Rethinking the labour markets: the challenges of crowdsourcing

More recently, the internet has enabled the transformation of traditional work under Fordism, to knowledge work, characteristic of post-Fordism. In knowledge work, multi-tasking workers are integrated into flat hierarchical structures, compared to the centralized large corporation, e.g., General Motors. As a result, communication channels have been re-defined with greater involvement of lower-level employees in decision-making. Knowledge work includes new employment practices, such as time flexibility, teleworking; alternative payment schemes; along with employee empowerment and autonomy; task rotation and multi-skilling, team work and team autonomy. Potential consequences include fragmentation of work, crowdsourcing and virtualization of work.

Indeed, technological change has significantly transformed the labour market as the result of the diffusion of innovative practices at the micro-level. Crowdsourcing, for example, is the outsourcing of tasks to a large, undefined group of people in an open call. Considering this background, current challenges in working conditions are also related to the emergence of a crowd of freelancers available and able to quickly do the necessary tasks.
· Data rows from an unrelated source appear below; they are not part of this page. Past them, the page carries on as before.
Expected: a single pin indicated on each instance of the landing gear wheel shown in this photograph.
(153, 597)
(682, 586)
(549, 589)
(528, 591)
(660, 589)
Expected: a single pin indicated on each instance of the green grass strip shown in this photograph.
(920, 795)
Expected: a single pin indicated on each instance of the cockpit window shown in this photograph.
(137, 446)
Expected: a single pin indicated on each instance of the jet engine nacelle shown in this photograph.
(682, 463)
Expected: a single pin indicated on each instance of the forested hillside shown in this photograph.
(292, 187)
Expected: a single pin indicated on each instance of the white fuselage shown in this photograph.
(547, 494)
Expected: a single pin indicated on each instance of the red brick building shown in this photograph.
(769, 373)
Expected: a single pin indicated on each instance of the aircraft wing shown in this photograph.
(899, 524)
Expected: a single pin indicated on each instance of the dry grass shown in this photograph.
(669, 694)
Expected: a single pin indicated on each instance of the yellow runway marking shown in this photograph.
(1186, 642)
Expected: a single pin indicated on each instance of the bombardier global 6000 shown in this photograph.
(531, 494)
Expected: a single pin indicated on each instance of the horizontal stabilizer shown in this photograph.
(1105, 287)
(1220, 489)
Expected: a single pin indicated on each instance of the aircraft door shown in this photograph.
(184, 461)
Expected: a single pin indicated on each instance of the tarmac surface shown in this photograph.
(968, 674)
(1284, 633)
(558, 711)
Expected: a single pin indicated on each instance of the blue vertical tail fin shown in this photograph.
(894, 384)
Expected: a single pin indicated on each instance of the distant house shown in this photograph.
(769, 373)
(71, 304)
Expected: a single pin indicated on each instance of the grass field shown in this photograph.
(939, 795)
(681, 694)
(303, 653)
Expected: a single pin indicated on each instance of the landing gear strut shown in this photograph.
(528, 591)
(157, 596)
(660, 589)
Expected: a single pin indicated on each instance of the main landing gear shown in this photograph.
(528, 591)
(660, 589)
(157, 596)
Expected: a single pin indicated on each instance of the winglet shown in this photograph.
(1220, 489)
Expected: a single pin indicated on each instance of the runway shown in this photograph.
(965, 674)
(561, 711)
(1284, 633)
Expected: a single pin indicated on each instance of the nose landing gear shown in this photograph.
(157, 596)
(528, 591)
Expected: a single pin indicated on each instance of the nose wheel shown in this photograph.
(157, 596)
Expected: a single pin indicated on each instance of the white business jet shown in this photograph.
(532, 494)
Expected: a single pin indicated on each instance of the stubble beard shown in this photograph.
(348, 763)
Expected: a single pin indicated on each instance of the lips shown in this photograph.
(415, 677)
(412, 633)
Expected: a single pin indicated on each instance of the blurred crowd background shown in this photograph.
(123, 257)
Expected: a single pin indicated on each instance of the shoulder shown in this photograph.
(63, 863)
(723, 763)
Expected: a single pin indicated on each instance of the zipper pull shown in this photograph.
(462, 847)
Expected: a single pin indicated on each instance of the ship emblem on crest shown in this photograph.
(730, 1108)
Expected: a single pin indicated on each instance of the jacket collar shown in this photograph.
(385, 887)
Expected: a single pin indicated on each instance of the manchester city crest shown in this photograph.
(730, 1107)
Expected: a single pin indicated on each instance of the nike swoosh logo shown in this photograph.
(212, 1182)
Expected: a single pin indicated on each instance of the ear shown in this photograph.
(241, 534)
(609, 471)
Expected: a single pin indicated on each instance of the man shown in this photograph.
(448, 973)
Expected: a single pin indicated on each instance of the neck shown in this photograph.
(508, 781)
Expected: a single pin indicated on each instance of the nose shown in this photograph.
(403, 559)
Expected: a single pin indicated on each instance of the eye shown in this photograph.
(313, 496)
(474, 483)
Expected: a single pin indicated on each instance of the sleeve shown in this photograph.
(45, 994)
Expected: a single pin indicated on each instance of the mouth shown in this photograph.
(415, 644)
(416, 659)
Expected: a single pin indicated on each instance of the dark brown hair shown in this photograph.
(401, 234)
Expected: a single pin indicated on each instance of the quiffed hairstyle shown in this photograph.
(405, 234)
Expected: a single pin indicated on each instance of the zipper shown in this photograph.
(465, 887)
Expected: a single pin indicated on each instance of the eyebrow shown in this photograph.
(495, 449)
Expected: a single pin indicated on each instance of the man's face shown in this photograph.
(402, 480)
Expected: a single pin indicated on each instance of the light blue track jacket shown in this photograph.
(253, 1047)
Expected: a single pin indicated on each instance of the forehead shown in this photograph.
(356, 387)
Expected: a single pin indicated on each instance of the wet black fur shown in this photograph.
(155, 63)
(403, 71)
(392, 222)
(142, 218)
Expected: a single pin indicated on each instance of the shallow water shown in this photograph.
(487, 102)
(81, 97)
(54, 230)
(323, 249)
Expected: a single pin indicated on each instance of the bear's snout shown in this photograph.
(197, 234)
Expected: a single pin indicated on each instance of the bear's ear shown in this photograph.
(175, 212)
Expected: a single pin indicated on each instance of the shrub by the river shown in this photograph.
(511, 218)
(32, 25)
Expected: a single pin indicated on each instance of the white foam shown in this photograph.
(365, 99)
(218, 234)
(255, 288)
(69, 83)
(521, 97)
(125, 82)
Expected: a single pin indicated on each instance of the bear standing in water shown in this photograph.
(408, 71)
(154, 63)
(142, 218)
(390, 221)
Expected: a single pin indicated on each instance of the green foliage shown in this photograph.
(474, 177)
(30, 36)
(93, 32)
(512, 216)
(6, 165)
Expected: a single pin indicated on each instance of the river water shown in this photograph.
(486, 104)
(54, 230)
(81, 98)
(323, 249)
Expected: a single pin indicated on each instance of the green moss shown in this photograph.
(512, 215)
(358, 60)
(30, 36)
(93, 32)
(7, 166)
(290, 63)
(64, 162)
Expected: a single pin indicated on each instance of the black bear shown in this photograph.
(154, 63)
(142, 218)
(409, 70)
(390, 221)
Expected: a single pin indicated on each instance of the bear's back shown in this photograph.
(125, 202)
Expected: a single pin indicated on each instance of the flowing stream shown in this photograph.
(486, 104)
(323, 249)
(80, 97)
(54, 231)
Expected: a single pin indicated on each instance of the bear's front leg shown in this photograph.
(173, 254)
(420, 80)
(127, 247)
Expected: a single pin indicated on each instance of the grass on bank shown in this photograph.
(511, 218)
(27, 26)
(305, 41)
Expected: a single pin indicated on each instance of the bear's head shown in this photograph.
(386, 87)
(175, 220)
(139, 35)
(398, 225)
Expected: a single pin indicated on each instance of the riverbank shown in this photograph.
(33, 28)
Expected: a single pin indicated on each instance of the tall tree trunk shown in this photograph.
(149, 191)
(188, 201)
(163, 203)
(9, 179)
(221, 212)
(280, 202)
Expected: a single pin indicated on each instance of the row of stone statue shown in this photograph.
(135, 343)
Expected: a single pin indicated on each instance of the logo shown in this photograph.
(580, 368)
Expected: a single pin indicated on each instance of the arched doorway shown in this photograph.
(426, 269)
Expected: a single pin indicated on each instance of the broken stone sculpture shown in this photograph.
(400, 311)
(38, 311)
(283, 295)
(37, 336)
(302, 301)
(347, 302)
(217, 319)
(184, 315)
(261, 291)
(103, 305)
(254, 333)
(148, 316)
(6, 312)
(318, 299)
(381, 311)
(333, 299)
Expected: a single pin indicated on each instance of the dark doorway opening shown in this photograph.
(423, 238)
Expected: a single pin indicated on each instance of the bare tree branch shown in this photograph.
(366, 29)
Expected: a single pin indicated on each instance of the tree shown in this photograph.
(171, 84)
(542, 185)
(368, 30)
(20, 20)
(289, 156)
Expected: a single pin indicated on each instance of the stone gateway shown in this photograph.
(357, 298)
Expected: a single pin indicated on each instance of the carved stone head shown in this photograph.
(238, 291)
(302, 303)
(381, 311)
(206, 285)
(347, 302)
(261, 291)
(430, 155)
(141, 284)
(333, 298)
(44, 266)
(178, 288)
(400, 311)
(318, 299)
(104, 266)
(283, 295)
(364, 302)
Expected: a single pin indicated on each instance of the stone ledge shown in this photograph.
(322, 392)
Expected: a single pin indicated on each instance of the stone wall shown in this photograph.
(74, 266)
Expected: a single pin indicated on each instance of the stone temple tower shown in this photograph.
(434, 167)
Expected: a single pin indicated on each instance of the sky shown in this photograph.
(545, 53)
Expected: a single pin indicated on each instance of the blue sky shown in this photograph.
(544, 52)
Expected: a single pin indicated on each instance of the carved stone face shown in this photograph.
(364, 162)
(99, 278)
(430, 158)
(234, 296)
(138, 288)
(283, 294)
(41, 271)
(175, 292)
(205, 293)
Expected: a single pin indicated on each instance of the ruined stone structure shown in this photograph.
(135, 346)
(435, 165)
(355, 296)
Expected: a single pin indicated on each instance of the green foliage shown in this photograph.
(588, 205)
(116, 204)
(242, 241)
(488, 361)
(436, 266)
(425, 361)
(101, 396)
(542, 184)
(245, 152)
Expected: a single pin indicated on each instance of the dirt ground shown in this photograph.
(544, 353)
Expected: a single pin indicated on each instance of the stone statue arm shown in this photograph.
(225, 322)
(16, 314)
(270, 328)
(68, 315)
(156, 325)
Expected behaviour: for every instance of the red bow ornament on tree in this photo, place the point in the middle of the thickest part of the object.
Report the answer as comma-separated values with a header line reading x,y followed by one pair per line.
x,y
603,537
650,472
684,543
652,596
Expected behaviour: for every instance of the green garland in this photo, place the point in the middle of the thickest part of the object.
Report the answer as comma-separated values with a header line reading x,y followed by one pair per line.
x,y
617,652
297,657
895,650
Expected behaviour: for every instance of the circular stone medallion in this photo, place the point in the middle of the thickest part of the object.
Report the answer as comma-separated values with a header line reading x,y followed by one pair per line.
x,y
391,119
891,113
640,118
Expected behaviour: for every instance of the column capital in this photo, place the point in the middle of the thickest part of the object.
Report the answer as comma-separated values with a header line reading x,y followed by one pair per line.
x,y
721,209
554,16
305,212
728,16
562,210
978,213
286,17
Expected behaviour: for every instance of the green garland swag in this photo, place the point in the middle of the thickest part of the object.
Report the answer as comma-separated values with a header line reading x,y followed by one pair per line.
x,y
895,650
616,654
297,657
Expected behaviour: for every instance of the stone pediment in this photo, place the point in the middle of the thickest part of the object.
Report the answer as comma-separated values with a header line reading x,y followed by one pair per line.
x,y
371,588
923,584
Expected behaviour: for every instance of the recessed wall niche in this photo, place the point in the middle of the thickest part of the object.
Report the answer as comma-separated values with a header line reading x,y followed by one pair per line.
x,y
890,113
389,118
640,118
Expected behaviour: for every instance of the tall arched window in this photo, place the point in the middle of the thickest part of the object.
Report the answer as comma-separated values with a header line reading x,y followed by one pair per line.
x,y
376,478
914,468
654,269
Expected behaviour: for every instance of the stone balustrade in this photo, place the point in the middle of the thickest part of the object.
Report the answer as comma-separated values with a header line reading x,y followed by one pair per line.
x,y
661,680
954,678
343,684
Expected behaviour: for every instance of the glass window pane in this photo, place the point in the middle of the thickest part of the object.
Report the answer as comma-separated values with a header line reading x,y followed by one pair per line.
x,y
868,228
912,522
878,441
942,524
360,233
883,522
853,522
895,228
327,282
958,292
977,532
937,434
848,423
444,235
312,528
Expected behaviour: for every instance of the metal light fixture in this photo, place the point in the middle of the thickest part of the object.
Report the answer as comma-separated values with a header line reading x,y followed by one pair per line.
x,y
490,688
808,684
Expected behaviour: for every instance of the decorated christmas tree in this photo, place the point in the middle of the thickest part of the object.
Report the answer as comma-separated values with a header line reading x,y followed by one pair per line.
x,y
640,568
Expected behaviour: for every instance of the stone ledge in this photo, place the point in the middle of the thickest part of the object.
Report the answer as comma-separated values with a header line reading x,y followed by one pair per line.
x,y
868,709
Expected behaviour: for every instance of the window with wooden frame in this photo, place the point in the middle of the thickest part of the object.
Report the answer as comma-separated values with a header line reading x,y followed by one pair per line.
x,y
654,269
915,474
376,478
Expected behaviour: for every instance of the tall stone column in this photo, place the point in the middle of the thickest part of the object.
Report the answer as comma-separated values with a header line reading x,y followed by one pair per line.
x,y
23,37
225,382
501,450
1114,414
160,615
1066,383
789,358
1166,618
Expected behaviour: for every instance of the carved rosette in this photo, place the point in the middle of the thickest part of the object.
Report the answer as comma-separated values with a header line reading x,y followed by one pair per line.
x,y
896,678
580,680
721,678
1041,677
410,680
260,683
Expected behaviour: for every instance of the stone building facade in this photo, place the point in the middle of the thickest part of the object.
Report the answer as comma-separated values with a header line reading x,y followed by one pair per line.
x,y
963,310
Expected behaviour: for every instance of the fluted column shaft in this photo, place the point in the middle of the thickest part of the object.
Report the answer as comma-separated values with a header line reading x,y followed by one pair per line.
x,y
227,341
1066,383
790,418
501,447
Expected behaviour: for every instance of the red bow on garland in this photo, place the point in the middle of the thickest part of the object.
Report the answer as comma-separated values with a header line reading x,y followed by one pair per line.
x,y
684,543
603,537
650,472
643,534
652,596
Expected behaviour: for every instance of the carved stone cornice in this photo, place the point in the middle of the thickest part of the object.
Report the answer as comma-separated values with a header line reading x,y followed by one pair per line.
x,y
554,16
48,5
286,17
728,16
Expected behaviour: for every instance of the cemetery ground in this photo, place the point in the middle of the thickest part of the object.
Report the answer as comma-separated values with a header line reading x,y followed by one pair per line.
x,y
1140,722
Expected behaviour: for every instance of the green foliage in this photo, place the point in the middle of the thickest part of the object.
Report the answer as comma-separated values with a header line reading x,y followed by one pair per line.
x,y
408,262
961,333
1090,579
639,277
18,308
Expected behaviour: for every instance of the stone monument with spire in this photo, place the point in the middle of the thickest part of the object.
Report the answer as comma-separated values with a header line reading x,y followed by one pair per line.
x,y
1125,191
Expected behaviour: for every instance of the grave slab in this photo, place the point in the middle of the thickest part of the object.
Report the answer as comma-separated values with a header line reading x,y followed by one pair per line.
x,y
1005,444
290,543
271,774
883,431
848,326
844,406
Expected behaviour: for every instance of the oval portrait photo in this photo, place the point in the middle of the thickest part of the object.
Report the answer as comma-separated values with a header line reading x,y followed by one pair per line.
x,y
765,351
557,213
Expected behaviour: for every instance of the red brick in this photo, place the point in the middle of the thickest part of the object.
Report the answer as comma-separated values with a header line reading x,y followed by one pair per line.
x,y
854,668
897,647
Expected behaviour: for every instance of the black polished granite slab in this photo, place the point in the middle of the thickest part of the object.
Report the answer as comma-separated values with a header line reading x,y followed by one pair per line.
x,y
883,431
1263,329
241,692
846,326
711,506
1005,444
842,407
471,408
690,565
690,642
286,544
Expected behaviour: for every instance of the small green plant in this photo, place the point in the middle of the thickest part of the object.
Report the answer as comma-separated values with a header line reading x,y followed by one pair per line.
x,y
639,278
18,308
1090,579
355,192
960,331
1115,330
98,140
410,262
The cloud based work environment is characterized by five essential characteristics: on-demand service; broad access; resource pooling; rapid elasticity; and measured service (Ipeirotis, 2012).

Low wages, lack of rights, unprotected jobs, increasing informality are the flip side of cloud workers. On Amazon Mechanical Turk, workers are paid between a few cents to $75/hour. In one article on these new tools, The Economist (2012) points out that crowdsourcing platforms operate under no regulation and risk driving down wages.

Crowdsourcing is fundamentally associated with the virtualization of the work. Technologies such as instant messaging, teleconferencing and video calls make it less necessary for co-workers to gather together physically, which in turn allows for the creation of virtual teams, along with teleworking, co-working and the use of social media. New technologies make teleworking easier. While for some workers, teleworking fosters a better work-life balance, it might not be suited for other workers, especially those who prefer to interact with colleagues at a physical workplace. And many teleworkers complain about their inability to set a clear dividing line between work and private life.

Another major consequence of the new trends in the labour markets is the changing conceptualization of unemployment and employment. Besides, in spite of these significant changes in the nature of work, even today most statistics and theories included in the Economics Curriculum are based on the outdated conceptualization of the prototype worker in an industrial factory setting, engaged in traditional work.

Further reading suggestions

 

Ipeirotis, P. 2012. The (Unofficial) NIST Definition of Crowdsourcing.[Online]. Available: http://www.behind-the-enemy-lines.com/search?q=cloudmechanical-turk-demographics.html

Ouye., Joe .2011. Five Trends That Are Dramatically  Changing Work and the Workplace Knoll Workplace Research. http://www.knoll.com/research/downloads/WP_FiveTrends.pdf

Howe, J. 2006. The Rise of Crowdsourcing. Wired, Vol. 14, No. 6, http://www.wired.com/wired/archive/14.06/crowds.html

The Economist. 2012. A clouded future, 13 March.

 

One thought on “Rethinking the labour markets: the challenges of crowdsourcing

  1. Nice article. Re: “Low wages, lack of rights, unprotected jobs, increasing informality are the flip side of cloud workers”: Unfortunatly, because wealthy investors and business heads have commandeered government so thoroughly, what is driving ‘cloudsourcing’ — as well as every other labor ‘innovation’ — is benefit for them, not benefit for the worker or for the great majority of people. Thus the costly, tragic ‘flip side’. When the corruption underlying this broad injustice is corrected, such innovations can then serve us all.